A sandboxed Debian VM with no direct internet access. All traffic is forced through a host-side mitmproxy that enforces an allowlist, giving full visibility and control over what the guest can reach. Runs on macOS (Hypervisor.framework) and Linux (KVM or software emulation). No sudo required.

Simon Willison describes a "lethal trifecta" when AI agents combine access to private data, exposure to untrusted content, and the ability to communicate externally — creating a path from prompt injection to data exfiltration. More broadly, an agent with these three capabilities is dangerous:

1. Code execution — present in this VM
2. Autonomy — present in this VM
3. Internet access — constrained by the allowlist proxy

This VM provides (1) and (2) but constrains (3): all traffic passes through a human-curated allowlist, so the operator approves every new endpoint.

Docker containers share the host kernel and were not designed as a security boundary — container escapes are a well-known attack class. A real VM provides hardware-level isolation via QEMU. It also means the agent can work on projects that themselves use Docker, without the complexity of Docker-in-Docker.

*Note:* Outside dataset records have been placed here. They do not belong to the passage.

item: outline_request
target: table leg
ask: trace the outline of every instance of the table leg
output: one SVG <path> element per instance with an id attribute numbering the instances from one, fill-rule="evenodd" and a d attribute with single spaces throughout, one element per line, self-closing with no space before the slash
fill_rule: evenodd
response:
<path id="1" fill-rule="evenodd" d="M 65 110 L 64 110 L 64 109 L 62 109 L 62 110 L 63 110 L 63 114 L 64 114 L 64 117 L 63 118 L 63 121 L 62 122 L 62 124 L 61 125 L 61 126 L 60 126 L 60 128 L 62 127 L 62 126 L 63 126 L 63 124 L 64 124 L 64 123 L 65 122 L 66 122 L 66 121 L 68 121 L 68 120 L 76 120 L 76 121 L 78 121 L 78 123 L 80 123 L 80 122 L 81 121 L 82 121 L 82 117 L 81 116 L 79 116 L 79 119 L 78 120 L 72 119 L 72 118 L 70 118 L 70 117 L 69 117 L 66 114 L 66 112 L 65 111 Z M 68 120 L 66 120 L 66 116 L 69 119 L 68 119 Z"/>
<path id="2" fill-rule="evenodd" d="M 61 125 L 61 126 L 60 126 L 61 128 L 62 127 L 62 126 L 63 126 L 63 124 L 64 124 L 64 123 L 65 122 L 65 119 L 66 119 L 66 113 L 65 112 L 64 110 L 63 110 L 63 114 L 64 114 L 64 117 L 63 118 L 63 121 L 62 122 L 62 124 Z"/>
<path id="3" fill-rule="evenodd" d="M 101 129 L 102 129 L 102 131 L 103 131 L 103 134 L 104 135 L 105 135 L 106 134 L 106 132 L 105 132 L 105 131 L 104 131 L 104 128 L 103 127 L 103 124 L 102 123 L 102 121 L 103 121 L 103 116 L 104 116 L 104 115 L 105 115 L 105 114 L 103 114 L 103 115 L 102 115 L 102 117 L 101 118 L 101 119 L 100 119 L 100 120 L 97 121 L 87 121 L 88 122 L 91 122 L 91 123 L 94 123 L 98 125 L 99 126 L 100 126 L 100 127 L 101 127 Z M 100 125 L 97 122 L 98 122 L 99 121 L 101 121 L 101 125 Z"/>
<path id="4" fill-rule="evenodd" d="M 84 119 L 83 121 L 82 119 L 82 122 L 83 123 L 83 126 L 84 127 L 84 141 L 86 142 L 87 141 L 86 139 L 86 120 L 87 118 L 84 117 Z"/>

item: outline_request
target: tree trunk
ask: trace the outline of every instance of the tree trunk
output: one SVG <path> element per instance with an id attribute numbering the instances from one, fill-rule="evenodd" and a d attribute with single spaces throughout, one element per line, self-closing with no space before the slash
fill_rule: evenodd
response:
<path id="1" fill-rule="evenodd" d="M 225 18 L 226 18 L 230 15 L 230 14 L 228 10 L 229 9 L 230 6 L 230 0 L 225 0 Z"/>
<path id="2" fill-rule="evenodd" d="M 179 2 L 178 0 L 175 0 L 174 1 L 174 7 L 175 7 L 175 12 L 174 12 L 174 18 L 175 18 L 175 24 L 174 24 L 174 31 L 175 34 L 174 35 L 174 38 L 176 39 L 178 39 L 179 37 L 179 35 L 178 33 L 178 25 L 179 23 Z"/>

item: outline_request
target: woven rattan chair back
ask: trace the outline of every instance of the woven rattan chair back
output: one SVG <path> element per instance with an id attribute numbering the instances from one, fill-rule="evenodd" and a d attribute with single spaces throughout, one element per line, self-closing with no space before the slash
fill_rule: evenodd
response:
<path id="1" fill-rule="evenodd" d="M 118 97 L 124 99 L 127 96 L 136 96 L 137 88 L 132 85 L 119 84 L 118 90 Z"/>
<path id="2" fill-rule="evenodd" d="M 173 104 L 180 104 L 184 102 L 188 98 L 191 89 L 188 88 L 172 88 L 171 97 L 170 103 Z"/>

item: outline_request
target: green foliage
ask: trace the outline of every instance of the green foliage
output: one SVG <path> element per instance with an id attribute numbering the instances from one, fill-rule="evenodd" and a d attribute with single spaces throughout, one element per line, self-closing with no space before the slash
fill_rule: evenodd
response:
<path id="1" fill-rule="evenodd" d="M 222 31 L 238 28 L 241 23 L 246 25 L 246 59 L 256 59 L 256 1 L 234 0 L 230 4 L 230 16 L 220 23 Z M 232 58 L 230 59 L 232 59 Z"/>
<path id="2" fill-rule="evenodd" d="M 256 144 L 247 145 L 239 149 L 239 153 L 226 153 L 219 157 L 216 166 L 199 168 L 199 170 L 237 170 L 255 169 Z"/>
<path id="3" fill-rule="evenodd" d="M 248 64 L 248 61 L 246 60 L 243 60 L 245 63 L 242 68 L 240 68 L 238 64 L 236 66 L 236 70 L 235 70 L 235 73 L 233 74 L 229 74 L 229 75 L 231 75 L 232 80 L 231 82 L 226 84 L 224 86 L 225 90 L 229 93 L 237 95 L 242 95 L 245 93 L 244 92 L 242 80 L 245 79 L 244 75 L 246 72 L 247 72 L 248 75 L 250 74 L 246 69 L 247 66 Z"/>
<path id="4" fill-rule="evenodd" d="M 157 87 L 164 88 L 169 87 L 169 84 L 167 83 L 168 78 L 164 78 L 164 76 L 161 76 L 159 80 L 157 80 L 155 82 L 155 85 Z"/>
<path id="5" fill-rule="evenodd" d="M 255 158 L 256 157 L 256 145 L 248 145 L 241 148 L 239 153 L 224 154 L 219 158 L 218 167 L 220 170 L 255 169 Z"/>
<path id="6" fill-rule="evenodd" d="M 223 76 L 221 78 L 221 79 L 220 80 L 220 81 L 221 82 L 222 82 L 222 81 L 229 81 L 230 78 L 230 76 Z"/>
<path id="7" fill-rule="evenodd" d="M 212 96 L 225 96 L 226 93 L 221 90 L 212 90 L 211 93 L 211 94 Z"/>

Install the prerequisites:

# macOS
brew install qemu mitmproxy uv

# Linux (ARM64 — use qemu-system-x86 on amd64 hosts)
sudo apt install qemu-system-arm qemu-efi-aarch64 genisoimage netcat-openbsd mitmproxy

# uv — download the binary from GitHub (pick your arch)
curl -fL https://github.com/astral-sh/uv/releases/latest/download/uv-aarch64-unknown-linux-gnu.tar.gz \
  | tar xz -C ~/.local/bin --strip-components=1
# For x86_64, use uv-x86_64-unknown-linux-gnu.tar.gz instead.
# Make sure ~/.local/bin is on your PATH.

Then launch the VM:

./vm.py                # boots the VM and drops you into an SSH session

The first run downloads a Debian cloud image (~700 MB) and provisions the VM with cloud-init. Subsequent starts reuse the cached image and take about a minute. Once you're in, run claude to start a Claude Code session.

Exit the SSH session to stop the VM. Other useful commands:

./vm.py ssh            # open another SSH session (from a second terminal)
./vm.py reset          # destroy ephemeral state, keep base image

No sudo is required — network isolation uses QEMU's built-in slirp stack with restrict=on. Serial console output is logged to .vm/console.log. Files in shared/ on the host appear at ~/shared inside the guest.

All outbound HTTP/HTTPS traffic passes through the proxy. Requests that don't match the allowlist are rejected with HTTP 418 — a deliberately unusual status code so proxy blocks are never confused with real server errors.

1. Trusted domains (in filter.py): system infrastructure that the VM needs to function — Debian/Ubuntu repos, PyPI, and the mitmproxy CA endpoint. All methods and paths are allowed.

2. User rules (in allowlist.txt): per-method, per-URL patterns you add for your workload. Each rule is one line:

METHOD https://hostname/path/pattern

Wildcards (*) are allowed in the path but not in the hostname. The proxy reloads allowlist.txt on every request, so changes take effect immediately.

• Be specific. POST https://api.example.com/v1/messages is better than POST https://api.example.com/*.
• Scope wildcards to a prefix. If the API uses /v1/, write GET https://api.example.com/v1/* — not /*.
• Justify every wildcard. Ask: can I enumerate the paths instead? Only use * when path segments genuinely vary (per-request IDs, pagination tokens, etc.).
• Separate methods. GET and POST are different rules. Don't grant POST when you only need GET. However, remember that exfiltration can occur using GET (such as using query parameters), so GET isn't always safe. (The best thing to do is to assume compromise by default—credentials and keys you give the VM should be short-lived, two hours or less.)

Proxy traffic is logged to .vm/mitmdump.log and blocked requests are appended to .vm/blocked.jsonl:

tail -f .vm/mitmdump.log          # all proxy traffic
cat .vm/blocked.jsonl | jq .      # blocked requests

The shared/ directory is mounted read-write inside the guest. Be deliberate about what you place there.

• API keys: Only add keys the agent actually needs. Prefer scoped, short-lived tokens over long-lived admin keys. Revoke them when the session is over.
• Git credentials: do not provide them to the VM. The agent can commit inside the VM, but push/pull operations should be performed on the host in the shared/ directory. This keeps git credentials (SSH keys, tokens) out of the sandbox entirely.
• Secrets files: Never place .env files, service account JSON, or other broad credential bundles in shared/ unless you have verified every key in them is safe to expose to the agent.
• Cloning repos: When giving the agent a repo to work on, git clone it fresh into shared/ rather than copying or moving an existing checkout. Copied directories carry gitignored files (.env, credentials, local config) that a clone won't have.

See HACKING.md for test suite instructions and development notes.